As with most twelve step fellowships, the international growth and global support comes from members who have achieved success which they attribute to the program which started in 1951. The fellowship of Al-Anon and Alateen continues to grow and expand with the passage of time. There is a common misconception that it is an intervention program, where members seek to help alcoholics, but the purpose of the group is to support members and families who have been traumatized by the drinking of others. Members will meet and have an opportunity to share their experience, strengths and hopes in small groups.

Self-assessment Quiz

Sometimes newcomers or people with an interest will find it beneficial to do a self-assessment quiz.
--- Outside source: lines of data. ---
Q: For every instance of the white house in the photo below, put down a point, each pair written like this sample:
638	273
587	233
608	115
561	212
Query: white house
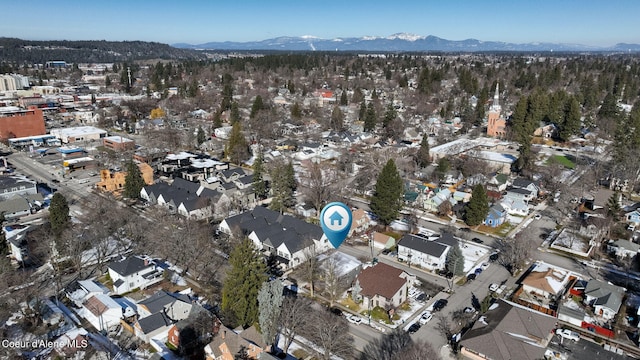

Many of the Al-Anon and Alateen websites will have quizzes available for prospective members to take to assess themselves.


Groups often act independently of each other, but there are many benefits to sharing resources. Al-Anon/Alateen have literature available in many languages. There are conventions, and other events. Members also have the opportunity to get involved in services offered by the Fellowship.

H4 Multiple Levels of service including the World Service Office (WSO)

Groups will come together in a geographical location to form a district. Districts will provide services like printing paper meeting lists. Areas form at the state or provincial level and can coordinate things like conventions and literature. Finally, the World Service Office coordinates the production and approval of literature, policies and procedures.

  1. Understanding the Disease of Addiction, Kathy Bettinardi-Angres, MS, RN, APN, CADC, and Daniel H. Angres, MD, Published in the Journal of the National Council of State Boards of Nursing (NCSBN), Volume 1/Issue 2, published July, 2010. 

These Twelve Steps, adapted nearly word-for-word from the Twelve Steps of Alcoholics Anonymous, have been a tool for spiritual growth for millions of Al‑Anon/Alateen members. At meetings, Al‑Anon/Alateen members share with each other the personal lessons they have learned from practicing from these Steps.

  1. We admitted we were powerless over alcohol—that our lives had become unmanageable.
  2. Came to believe that a Power greater than ourselves could restore us to sanity.
  3. Made a decision to turn our will and our lives over to the care of God as we understood Him.
  4. Made a searching and fearless moral inventory of ourselves.
  5. Admitted to God, to ourselves, and to another human being the exact nature of our wrongs.
  6. Were entirely ready to have God remove all these defects of character.
  7. Humbly asked Him to remove our shortcomings.
  8. Made a list of all persons we had harmed, and became willing to make amends to them all.
  9. Made direct amends to such people wherever possible, except when to do so would injure them or others.
  10. Continued to take personal inventory and when we were wrong promptly admitted it.
  11. Sought through prayer and meditation to improve our conscious contact with God as we understood Him, praying only for knowledge of His will for us and the power to carry that out.
  12. Having had a spiritual awakening as the result of these steps, we tried to carry this message to others, and to practice these principles in all our affairs.